If we had been in a room together, they almost certainly would have been sitting back in their seats with their arms crossed. The way I handled this meeting would either ease the coming transition or make the next few months even more difficult.
Last month, I shared how Don Cummings, managing partner at National Growth Partners and a trusted advisor of mine, taught me to see change as an opportunity for growth. When Don talks about how to facilitate change, he talks about exactly what I saw that day. According to Don, people don’t resist change, they resist being changed.
“When change is on the horizon, we subconsciously ask ourselves, ‘Is this being done to me, or is this being done with me?’” he says.
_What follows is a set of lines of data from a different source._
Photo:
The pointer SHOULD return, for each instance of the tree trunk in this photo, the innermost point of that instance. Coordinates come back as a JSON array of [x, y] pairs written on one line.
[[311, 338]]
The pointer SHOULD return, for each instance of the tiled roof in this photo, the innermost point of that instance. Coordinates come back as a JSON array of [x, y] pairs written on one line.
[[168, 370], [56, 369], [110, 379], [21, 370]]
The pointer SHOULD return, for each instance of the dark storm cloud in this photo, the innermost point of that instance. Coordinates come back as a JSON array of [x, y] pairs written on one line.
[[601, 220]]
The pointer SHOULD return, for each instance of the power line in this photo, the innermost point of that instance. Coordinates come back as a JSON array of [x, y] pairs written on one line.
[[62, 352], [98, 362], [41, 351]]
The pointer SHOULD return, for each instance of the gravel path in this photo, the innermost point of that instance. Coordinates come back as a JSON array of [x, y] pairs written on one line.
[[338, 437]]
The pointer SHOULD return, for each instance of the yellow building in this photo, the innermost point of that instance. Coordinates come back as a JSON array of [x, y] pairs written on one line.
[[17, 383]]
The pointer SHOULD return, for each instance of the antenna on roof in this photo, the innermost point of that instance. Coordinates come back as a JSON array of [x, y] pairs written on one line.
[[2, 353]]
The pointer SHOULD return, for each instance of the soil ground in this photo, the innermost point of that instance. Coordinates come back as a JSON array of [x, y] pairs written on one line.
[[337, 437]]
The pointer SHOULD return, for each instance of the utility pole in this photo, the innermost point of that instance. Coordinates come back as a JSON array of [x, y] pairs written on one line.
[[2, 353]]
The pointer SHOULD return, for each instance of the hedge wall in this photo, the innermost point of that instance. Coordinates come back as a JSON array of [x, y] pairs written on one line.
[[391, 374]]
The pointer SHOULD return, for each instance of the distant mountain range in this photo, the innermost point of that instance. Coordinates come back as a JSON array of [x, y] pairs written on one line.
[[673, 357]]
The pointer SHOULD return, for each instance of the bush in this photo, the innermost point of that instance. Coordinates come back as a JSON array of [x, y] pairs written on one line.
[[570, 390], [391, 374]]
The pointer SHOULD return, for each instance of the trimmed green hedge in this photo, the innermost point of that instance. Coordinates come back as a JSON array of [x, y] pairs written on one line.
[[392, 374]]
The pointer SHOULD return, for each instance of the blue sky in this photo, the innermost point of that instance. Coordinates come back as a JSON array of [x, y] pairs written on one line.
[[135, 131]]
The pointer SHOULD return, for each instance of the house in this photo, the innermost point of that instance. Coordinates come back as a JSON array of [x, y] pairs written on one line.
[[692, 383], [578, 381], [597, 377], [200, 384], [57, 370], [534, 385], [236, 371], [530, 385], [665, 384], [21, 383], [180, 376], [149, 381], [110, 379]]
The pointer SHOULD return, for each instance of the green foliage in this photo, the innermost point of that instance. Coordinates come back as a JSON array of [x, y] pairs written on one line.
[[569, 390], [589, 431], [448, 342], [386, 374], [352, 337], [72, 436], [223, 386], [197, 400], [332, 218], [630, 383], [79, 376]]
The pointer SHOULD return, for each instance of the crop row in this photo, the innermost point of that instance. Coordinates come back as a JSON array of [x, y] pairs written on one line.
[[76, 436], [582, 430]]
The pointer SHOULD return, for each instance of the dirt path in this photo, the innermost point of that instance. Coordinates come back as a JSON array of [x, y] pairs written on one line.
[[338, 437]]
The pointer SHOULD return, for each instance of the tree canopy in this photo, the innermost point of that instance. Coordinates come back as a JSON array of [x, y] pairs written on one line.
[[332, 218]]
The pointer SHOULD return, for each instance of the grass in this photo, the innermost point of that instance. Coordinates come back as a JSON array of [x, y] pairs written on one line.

It’s a small but mighty difference to keep in mind. You may be setting out to change your organization, but your organization is made up of people. If you want to accomplish your goals, those people need to be included on the journey in an intentional and significant way. Building relationships in your work is especially important during a time of change. Being new in the role with the imminent need to restructure, I didn’t have the luxury of time to build relationships but there were some things I could do: listen and respond and demonstrate to my team that they were heard, even if I couldn’t implement every suggestion. This builds trust — a key component to good relationships. I could also share a compelling vision and help people see themselves as a part of it.
Sharing a digestible and succinct vision and communicating a sense of urgency as to why changes are needed creates buy-in and the momentum for people to get on board. If you help your people understand why change is occurring and make them a part of it, they can do the same for their colleagues and clients across your business. It’s helpful to identify ambassadors of change in and around your organization — and lead your efforts and understanding from within. Use every channel and resource available to you to keep people informed and ensure your choices and behaviour going forward support your messages.
When somebody exercises resistance — because it’s not possible to please every single person — don’t look at it as a failure. One good conversation can honour their feelings and give you the gift of a new perspective.
So, how did my meeting end? After creating space for people to share what they liked about our proposed new structure, offering ideas to make it better and sharing what they feared about the change, it wasn’t long before they started talking about how the new structure could work for them — and that created a path forward.
In that moment, I realized we were going to successfully implement change and we were going to do it together.